そんな相手に、ましてや僕と同じ記憶を持つキミと結婚をもう一度する? 冗談はやめてくれ、そんな事になるなら僕はこの冥界を捨てて逃亡するよ」

 

「で、ですから! 今度は間違えない為に! それにミリキャスがこのままでは生まれません!」

 

「また同じような存在が現れて同じように生まれたミリキャスがお前に捨てられる苦痛を与えられるなら、生まれない方があの子の為にも良いだろ?」

 

「っ!! 今度は間違えないと言ってます!!」

 

「口では何とでも言える。それほどの信頼をキミは裏切ったんだよグレイフィア・ルキフグス」

 

 

 かつて転生者に殺された堕天使を最期まで愛し続けた天使という例を知っている以上、何を言おうがサーゼクスはグレイフィアを信じられない。

 明確に拒絶の言葉を送ったサーゼクスは、ショックを受けるグレイフィアを見ること無くそのまま部屋の扉を閉めて丁寧に鍵まで掛けると、ふぅと溜まりにたまったストレスを吐き出せて少しスッキリした顔をしていた。

 

 そう、グレイフィアはまだ知らないのだ。

 かつて自ら疎んじ、転生者に差し出そうとすらした娘が存在している事を……。

 

 

「あんなハッキリ言っちゃって良かったのかい?」

 

「寧ろ今まで言わないだけ感謝して欲しいよ。

けど、勝手に余計な外堀を埋めようとしてくる以上、こっちもハッキリ言ってやらないとね」

 

「……………」

 

 

 その娘が今、部屋の外に居た自分の気配を感じて怯えていた事も知らない。

 サーゼクスが何よりも許せないのは、娘を自分の快楽の為に転生者に売った事なのだ。

 

 

「大丈夫だよミリキャス、彼女は追い返したし、今はもう部屋から離れてる」

 

「う……うん……」

 

「キミを出待ちしようと部屋の前で待ち構えてたみたいでね。

ずっと怯えてたよこの子は」

 

「キミが居てくれたお陰である程度は大丈夫だったみたいだね。ありがとう」

 

「安心院さんと呼ばれたこの僕が、軽く安心させる程度しかか出来ないのは軽く歯痒かったけどね」

 

「そんな事無い……ありがとうなじみお母さん……」 

 

 

 最早実の母よりも、彼女に対して信頼を置いてるし、彼女もまた自分の個性が二度と戻らない事を承知でミリキャスを守り通してくれた。

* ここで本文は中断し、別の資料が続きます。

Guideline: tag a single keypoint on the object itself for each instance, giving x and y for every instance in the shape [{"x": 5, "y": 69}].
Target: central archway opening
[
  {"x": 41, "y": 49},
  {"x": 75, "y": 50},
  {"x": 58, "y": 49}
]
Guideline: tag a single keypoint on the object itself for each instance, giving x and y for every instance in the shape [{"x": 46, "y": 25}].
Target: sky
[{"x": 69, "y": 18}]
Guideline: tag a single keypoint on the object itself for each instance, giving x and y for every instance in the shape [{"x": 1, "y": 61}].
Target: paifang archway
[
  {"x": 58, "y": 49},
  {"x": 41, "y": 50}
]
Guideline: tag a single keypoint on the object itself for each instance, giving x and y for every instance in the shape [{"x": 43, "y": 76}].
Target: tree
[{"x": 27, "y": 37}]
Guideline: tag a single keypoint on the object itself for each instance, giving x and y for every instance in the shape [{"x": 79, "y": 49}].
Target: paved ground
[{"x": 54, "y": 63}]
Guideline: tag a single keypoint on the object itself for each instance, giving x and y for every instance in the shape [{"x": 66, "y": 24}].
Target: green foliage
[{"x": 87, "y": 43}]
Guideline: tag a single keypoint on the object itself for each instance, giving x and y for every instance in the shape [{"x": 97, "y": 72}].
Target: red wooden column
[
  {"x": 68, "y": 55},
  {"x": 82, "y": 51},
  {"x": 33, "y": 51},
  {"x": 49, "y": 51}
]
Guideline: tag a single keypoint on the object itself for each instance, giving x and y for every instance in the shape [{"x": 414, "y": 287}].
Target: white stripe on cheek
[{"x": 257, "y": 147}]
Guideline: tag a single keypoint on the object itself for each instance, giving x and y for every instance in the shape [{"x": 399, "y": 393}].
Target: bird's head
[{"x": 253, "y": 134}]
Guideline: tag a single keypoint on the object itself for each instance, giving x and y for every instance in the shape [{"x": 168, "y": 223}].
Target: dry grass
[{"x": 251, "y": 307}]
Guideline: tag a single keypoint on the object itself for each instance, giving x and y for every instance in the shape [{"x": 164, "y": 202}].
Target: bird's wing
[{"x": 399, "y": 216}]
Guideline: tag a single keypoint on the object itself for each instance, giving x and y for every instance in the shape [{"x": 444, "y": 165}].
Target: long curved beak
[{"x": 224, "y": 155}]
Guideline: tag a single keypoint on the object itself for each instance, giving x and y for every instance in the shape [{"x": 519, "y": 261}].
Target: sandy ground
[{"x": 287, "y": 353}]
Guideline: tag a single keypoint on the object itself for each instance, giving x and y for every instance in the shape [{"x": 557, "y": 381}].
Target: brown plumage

 だからもう、グレイフィアは自由なのだ――ある意味で。

 

 

「寝よう。

この部屋には誰も入れない様に細工はしてある。

なじみ、ミリキャスと一緒に寝てくれないか?」

 

「構わないけど、サーゼクス、キミも一緒の方がこの子も落ち着くだろ? ほら、一緒に入りなさい」

 

「うん、お父様も一緒が良い」

 

「よしわかった。

怖いことなんて忘れて皆で寝よう!」

 

 

 だから転生者みたいな男と恋に落ちようがもうどうでも良い。

 嫌気が差して眷属を辞めてくれても一向に構わない。

 

 反省してるのに許さない非情な男だと言われようが、決してこの思いは変わらない。

 

 

「こうまで二人に絆されるとはね。僕も自分で驚いてるくらいだぜ」

 

「ありがとう……」

 

「何度も聞いた台詞だぜサーゼクス? 気にするなよ、悪い気分は不思議としないんだからさ」

 

 

 一つのベッドにミリキャスを真ん中に、左右からサーゼクスとなじみが包み込む様に共に横になり、そして三人の手は重なり合う。

 不思議な繋がりは最早誰にも壊されぬ程に強いのだ。




補足

無駄に力はあるし、無駄にポジティブだし、無駄にアグレッシブなのは本当に厄介だった。

しかも変な逆恨みまで周りにしてるのがまた……。


その2

ミリキャス(娘)は母親に対して完全に恐怖してるので、多分修復は無理かも……。